Juiz espanhol confirma acusação contra 13 separatistas catalãs

23/03/2018 09h23

Madri, 23 Mar 2018 (AFP) - O juiz espanhol responsável pelo processo contra a cúpula separatista catalã confirmou nesta sexta-feira (23) a acusação de "rebelião" contra 13 personalidades - entre elas, o ex-presidente Carles Puigdemont e o candidato a presidir a região, Jordi Turull.

Nos autos, o juiz do Tribunal Supremo Pablo Llarena acusa Turull, porta-voz do governo de Puigdemont, de rebelião e também de malversação de recursos públicos, por seu papel na organização do referendo ilegal de independência de 1º de outubro.

Turull "administrou e planejou a inserção publicitária do referendo, além de coordenar as infraestruturas de informática postas a serviço da celebração do referendo", destaca o texto.

Os recursos públicos empregados para o referendo foram da ordem de 1,6 milhão de euros.

Turull, que na quinta-feira não obteve apoio suficiente no Parlamento catalão e deve, em princípio, submeter-se a uma segunda votação no sábado, era esperado para comparecer perante o juiz hoje para saber se, como medida cautelar, seria posto em prisão preventiva.

O crime de rebelião, passível de até 30 anos de prisão, pesa sobre nove membros do ex-governo catalão, incluindo o ex-presidente Carles Puigdemont. Ele foi afastado do poder junto com toda sua equipe pelo Executivo central espanhol após a declaração unilateral de independência de 27 de outubro.

Também recebe a mesma acusação a ex-presidente do Parlamento regional Carme Forcadell, dois líderes de associações separatistas (Jordi Sánchez e Jordi Cuixart) e Marta Rovira, número dois do partido separatista Esquerra Republicana de Catalunya (ERC).

Rovira era esperada para comparecer perante a Justiça nesta sexta, mas ignorou a convocação e, em carta, anunciou que partiria para o "exílio". Não especificou seu destino.

"Hoje empreendo um caminho duro (...) o caminho do exílio", afirmou na carta a número dois da Esquerra Republicana de Catalunya (ERC).

"A cada dia, a cada hora, sentia minha liberdade limitada por ameaças judiciais arbitrárias. Não me sentia livre. Não me reconhecia. Estas últimas semanas vivi em uma prisão interna", acrescentou Rovira, reeleita deputada nas eleições catalãs de 21 de dezembro.

Com essa decisão, Rovira é a sétima figura do separatismo catalão a deixar o país para evitar a Justiça, somando-se a outros nomes como Puigdemont, que hoje vive em Bruxelas.

Outros quatro conhecidos separatistas, entre eles o ex-vice-presidente regional e líder da ERC Oriol Junqueras, está em prisão preventiva.

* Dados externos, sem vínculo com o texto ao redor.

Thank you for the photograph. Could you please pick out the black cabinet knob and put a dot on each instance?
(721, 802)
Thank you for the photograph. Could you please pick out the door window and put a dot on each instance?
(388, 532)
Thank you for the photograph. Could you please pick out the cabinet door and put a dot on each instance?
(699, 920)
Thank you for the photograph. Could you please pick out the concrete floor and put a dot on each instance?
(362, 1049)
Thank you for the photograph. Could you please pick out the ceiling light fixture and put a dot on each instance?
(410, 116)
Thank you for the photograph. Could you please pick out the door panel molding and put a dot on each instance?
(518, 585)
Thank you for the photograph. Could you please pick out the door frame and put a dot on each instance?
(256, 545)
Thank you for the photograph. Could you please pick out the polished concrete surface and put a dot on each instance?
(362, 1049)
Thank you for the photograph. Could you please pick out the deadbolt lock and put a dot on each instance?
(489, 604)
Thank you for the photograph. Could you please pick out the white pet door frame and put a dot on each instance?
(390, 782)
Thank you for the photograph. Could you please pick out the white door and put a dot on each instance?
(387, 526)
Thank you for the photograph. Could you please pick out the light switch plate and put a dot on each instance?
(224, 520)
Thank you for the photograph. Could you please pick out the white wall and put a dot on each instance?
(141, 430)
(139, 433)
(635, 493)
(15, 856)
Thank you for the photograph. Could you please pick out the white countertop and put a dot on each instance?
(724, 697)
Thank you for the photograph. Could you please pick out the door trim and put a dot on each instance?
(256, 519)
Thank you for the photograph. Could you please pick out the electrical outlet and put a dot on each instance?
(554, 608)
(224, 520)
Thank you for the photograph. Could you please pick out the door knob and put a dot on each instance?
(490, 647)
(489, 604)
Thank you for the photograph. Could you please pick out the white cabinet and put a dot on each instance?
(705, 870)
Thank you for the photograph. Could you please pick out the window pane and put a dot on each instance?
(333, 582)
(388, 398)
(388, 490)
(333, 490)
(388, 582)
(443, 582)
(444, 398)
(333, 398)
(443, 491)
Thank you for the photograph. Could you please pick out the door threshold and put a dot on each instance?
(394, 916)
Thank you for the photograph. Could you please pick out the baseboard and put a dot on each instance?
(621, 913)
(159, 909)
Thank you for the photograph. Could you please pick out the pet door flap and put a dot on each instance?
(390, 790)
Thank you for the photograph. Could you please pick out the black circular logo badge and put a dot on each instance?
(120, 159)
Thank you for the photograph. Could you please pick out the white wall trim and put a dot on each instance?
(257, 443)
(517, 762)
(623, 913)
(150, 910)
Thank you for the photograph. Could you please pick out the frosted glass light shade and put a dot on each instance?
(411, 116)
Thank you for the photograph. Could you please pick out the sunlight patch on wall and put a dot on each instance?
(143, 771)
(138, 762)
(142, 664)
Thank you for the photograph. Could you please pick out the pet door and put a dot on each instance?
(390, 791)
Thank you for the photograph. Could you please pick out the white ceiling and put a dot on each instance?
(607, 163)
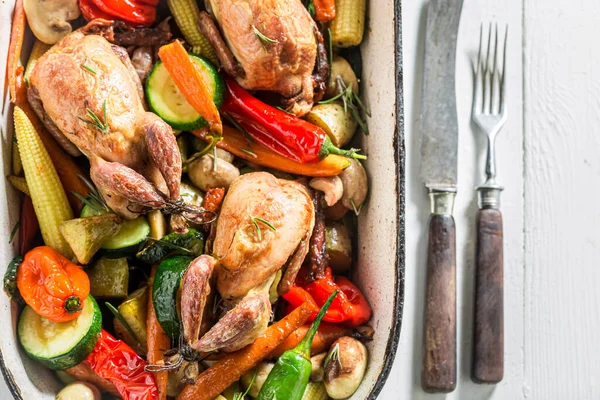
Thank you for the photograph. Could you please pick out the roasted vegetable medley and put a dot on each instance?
(190, 197)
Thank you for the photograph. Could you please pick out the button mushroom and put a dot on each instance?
(345, 367)
(354, 179)
(79, 391)
(331, 186)
(49, 19)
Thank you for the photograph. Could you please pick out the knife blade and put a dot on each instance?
(439, 154)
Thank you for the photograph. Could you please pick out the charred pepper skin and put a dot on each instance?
(291, 373)
(285, 134)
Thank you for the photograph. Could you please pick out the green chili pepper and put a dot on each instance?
(289, 377)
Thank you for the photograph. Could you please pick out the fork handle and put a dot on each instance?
(488, 350)
(439, 339)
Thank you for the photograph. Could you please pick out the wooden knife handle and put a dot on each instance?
(439, 339)
(488, 350)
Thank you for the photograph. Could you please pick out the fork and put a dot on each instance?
(489, 114)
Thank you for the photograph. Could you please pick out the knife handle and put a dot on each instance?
(439, 340)
(488, 348)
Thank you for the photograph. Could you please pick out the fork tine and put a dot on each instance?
(477, 87)
(503, 81)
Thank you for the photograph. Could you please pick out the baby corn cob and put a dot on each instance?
(19, 183)
(47, 194)
(38, 50)
(186, 14)
(315, 391)
(349, 23)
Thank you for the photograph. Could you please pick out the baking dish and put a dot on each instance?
(380, 264)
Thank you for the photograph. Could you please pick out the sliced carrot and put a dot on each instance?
(326, 335)
(68, 171)
(231, 367)
(14, 48)
(324, 10)
(234, 142)
(189, 81)
(158, 342)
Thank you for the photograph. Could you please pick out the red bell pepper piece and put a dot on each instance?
(116, 362)
(285, 134)
(349, 307)
(90, 11)
(128, 10)
(28, 226)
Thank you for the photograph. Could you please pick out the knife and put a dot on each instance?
(439, 148)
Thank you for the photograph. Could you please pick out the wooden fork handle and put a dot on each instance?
(488, 350)
(439, 340)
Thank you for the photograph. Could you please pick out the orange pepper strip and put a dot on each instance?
(234, 142)
(158, 342)
(68, 171)
(52, 285)
(191, 84)
(324, 10)
(14, 49)
(230, 368)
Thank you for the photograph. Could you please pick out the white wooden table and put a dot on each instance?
(549, 162)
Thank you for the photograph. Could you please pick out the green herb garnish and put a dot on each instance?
(95, 121)
(256, 220)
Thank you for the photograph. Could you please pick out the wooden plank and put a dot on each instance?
(562, 176)
(404, 380)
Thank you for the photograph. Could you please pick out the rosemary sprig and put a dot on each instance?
(95, 121)
(118, 316)
(352, 103)
(263, 39)
(242, 396)
(88, 69)
(256, 220)
(14, 231)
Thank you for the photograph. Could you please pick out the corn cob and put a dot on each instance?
(349, 23)
(186, 14)
(19, 183)
(315, 391)
(38, 50)
(47, 194)
(16, 159)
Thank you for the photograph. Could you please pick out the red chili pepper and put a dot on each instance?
(349, 307)
(116, 362)
(285, 134)
(128, 10)
(28, 226)
(90, 11)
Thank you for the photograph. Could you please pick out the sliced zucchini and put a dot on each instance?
(86, 235)
(164, 292)
(167, 101)
(62, 345)
(109, 278)
(131, 234)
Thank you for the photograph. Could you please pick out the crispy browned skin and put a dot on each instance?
(283, 64)
(136, 145)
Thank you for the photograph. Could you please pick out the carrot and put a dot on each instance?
(158, 342)
(326, 335)
(14, 48)
(235, 142)
(324, 10)
(68, 171)
(191, 84)
(229, 369)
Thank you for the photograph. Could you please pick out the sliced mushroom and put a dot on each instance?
(331, 186)
(354, 179)
(345, 367)
(49, 19)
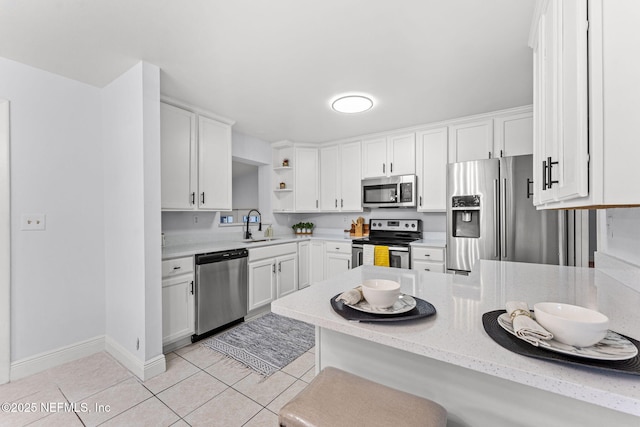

Nos autos, Llarena diz que o processo por ele instruído "faz frente a um ataque ao Estado Constitucional", por parte de uma campanha, a separatista, que "integra uma gravidade e persistência inusitada e sem precedentes em nenhuma democracia do nosso entorno".

Ele também justifica dizendo que as "funções" atribuídas a cada um no processo separatista "parecem estar latentes e pendentes de retomada, uma vez que se recupere o pleno controle das competências autônomas" da Catalunha.